Утренние часы я посвящала писательству, разбиралась с обязанностями консультанта и, если чувствовала особый прилив энтузиазма, шла на пробежку или прогулку, чтобы досыта надышаться холодным зимним воздухом и полюбоваться на заснеженные горные вершины, зеленовато-коричневые поля и серебристое море.
Днем к Юану приходил его помощник, и иногда, если в магазине было не слишком много посетителей, мы уходили из дома в поисках приключений. Прошу заметить, что «приключения» – понятие весьма относительное, ведь мне, куда бы мы ни направлялись, все в этом незнакомом мире казалось особенным – от похода за продуктами до поездки на свалку, чтобы выбросить ненужную мебель. Это напоминало мне детство, когда любые вылазки из дома – не важно, куда и зачем – сулили массу новых и волнующих впечатлений.
В первое воскресенье после моего приезда, имея в распоряжении целый день, который можно было провести вдвоем, мы отправились смотреть на водопад, путь к которому лежал через лес. Вокруг было очень красиво. Водопад оказался не слишком высоким, но потоки воды, накопившейся за вчерашнюю дождливую ночь, обрушивались вниз с оглушительным шумом. Мы бегали наперегонки по тропе (Юан победил – причем, как мне показалось, с большим перевесом), а после – пили воду из ручья. От всего этого захватывало дух: в горле пересыхало, сердце колотилось в груди, и я жадно глотала кристально чистую воду из горного источника. Подобной роскоши в Лос-Анджелесе вовек не сыщешь. Именно так я и представляла себе счастье.
Когда солнце стало клониться к западу, мы отправились на пляж, где находилось старое кладбище и церковь на скалах. Храм обветшал от старости, а на могильных камнях виднелись изображения черепов, крыльев и песочных часов. В оранжевых лучах предзакатного солнца мы с Юаном спустились по тропе, ведущей на пляж, и пошли по мягкому песку прибрежной полосы. Был час отлива, вокруг – ни души. Мне не верилось, что мы могли в полном одиночестве насладиться чудесными видами этого места. С одной стороны на нас смотрели крутые отвесные скалы, с другой – песчаные дюны. Мне казалось, будто мы уединились на собственном острове. Закат окрасил безмятежный океан в контрастные тона – мягкие оттенки голубого и рыжевато-персикового. Юан указал куда-то вдаль, где на горизонте загадочной тенью вырисовывался остров Мэн. Оказавшись здесь, даже самый безнадежный романтик остался бы доволен.
На следующий день, воспользовавшись хорошей погодой, мы взобрались на вершину Кэрнсмора, поднявшись по крутой горной тропе, которая пролегала через сосновый лес и вела на просторы бурых полей. Дорога неумолимо поднималась в гору, и мне часто приходилось останавливаться, притворяясь, будто я наслаждаюсь видом, хотя на самом деле я просто переводила дух.
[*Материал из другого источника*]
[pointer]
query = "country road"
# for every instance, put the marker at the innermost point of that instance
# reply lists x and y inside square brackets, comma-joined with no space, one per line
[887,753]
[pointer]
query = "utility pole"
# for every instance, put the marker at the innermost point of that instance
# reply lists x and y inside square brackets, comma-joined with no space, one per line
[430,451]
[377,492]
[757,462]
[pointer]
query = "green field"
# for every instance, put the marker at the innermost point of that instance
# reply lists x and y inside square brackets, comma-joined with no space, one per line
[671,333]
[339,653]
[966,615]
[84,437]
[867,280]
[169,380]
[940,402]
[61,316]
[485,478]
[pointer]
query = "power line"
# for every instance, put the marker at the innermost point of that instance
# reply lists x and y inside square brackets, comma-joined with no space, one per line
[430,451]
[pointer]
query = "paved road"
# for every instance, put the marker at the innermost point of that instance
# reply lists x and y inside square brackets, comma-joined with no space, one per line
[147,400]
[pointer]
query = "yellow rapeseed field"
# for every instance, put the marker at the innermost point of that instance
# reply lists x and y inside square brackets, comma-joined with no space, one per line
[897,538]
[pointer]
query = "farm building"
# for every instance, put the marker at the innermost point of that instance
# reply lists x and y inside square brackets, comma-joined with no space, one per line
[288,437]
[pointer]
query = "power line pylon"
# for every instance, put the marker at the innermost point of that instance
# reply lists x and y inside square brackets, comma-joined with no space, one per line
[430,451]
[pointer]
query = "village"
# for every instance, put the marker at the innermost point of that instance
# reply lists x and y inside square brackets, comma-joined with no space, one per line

Мы сидели на открытой всем ветрам вершине, похлебывая суп из термоса. Юан весь день был молчаливее обычного. Вглядываясь в его задумчивое лицо, я гадала, уж не думает ли он о ком-то другом – может быть, о той, с кем он в последний раз поднимался на эту гору. Я уже многое могла сказать по выражению его лица и видела, что, чем бы ни были заняты его мысли в этот момент, он был далеко-далеко. Все же, прежде чем мы пустились в обратный путь, Юан сделал совместную фотографию – мы вдвоем на фоне простирающегося в бесконечность пейзажа, улыбающиеся и щурящиеся от солнца. Я подумала: вот они, новые воспоминания. У каждого из нас было свое прошлое, и мы знали: для того чтобы перевесила та чаша весов, на которой лежало будущее, должно было пройти время, но мало-помалу мы начали копить наши собственные общие воспоминания.
Дни, которые нравились мне больше всего, были менее насыщенными. В течение дня Юан часто заходил меня проведать – поинтересоваться, как продвигается работа над фильмом, или спросить, не хочу ли я помочь ему с каким-нибудь делом. Как-то раз, когда день был особенно дождливый, мы отправились на свалку. Само по себе это, вероятно, звучит не слишком увлекательно, но, отправляясь здесь куда-либо, можно было не сомневаться, что ехать предстоит по узким проселочным дорогам, а это занятие неизменно приводило меня в восторг. Трясясь по ухабам в красном фургоне, мы слушали по Би-би-си комедийное радиошоу «Граф Артур Стронг» и громко хохотали, пока Юан не включил запись с поэтическими произведениями Альфреда Хаусмана. Я впервые слышала его стихи, и меня покорила его лиричность и изящество слога. Пока мимо мелькали укрытые зелеными полями холмы, я, потеряв счет минутам, слушала строки «Шропширского парня», а Юан поглядывал на меня, погруженный в свои мысли.